I don’t remember how many tapes I filled up with my own verbal accounts of dreams I’d had the previous night.  Quite a few, if I had to guess.  There is a value to saving a record of those dreams, a place that you went once, and will never be able to properly return to.  But even the imperfect copies that I dictated to audio tape in my parent’s living room were captivating.  I didn’t often listen to them once I’d made a record.  My accounts were meager, and retreading the same ground always paled in comparison to the fuzzy memories I had of the original.  I had to satisfy myself with trapping my dreams in a vessel I could set on the shelf.

But with video games, you can go back to them, and the signal will not have degraded quite as much.

That’s the strength of the medium: to impart a dream, to hammer home an emotional state as simple as the satisfaction of stacking an attractive pile of blocks, to the complex loneliness and impending dread of Shadow of the Colossus, or the layered  horror and descent into James Sunderland’s guilt in Silent Hill 2 – and to do it in a completely visceral way that books and movies cannot.

 

Undeserved Rest

The holidays are always exhausting, and this year has been no different.  I took a nice 5 day weekend to enjoy Christmas with my family, and the extra excitement has left all of us completely wiped out.  I’ve made efforts to return to my normal writing schedule, only to sleep completely through my alarm not once, but twice.  Ben went without an afternoon nap 2 days running, and yesterday developed an ear infection.  A mild one, thankfully; we caught it in time to start nuking it with antibiotics before it was able to do more than make him mildly uncomfortable.  But that has meant some stressful, sometimes sleep-shallow nights.  All of us are ready for another break.

So that’s it.  I’m done for the year.  After the dust settles next week, I’ll suit up again, and descend once more into the ink-stained trenches.  I will be trying out my newly-purchased license of Scrivener for Windows, and making some headway once again.

Until then, I can’t promise that I’ll be updating this site with any regularity.  But then, I’ve never really managed regularity to begin with, so this rest may be a bit undeserved.   But 2011 was a bit of a wild ride – Achron was released, I got a new work-at-home position, and I started really started to put some muscle into writing for myself again.  As for 2012:  I’ve got three short stories in pipeline, and after that, a novel.  I aim to finish all four of those by the end of the year.
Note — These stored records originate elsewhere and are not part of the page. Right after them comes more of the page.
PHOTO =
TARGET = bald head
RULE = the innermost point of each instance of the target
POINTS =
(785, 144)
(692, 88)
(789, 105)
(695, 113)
May the new year be better than the last.

Merry Happy!

Christmas came and went, and now Ben has a Pacman sweat shirt.  It’s his favorite piece of clothing ever, except if you show him the new hockey jersey he got, or the Blackhawks hat.  Or, you know, any of his older clothes that he still loves.  My sister found it somewhere in the Windy City (at a swap meet, or something).  (I am 1000% jealous, and wear the sweatshirt around my leg at night after he’s gone to bed.  I draw a little face on my knee with a Sharpie, and we run around the house making Pacman noises until I run into a wall.  Then I do the Pacman dying sound, and my wife throws pillows at me until I stop.)

I hope you’ve had a great Christmas, and that what remains of the year treats you even better.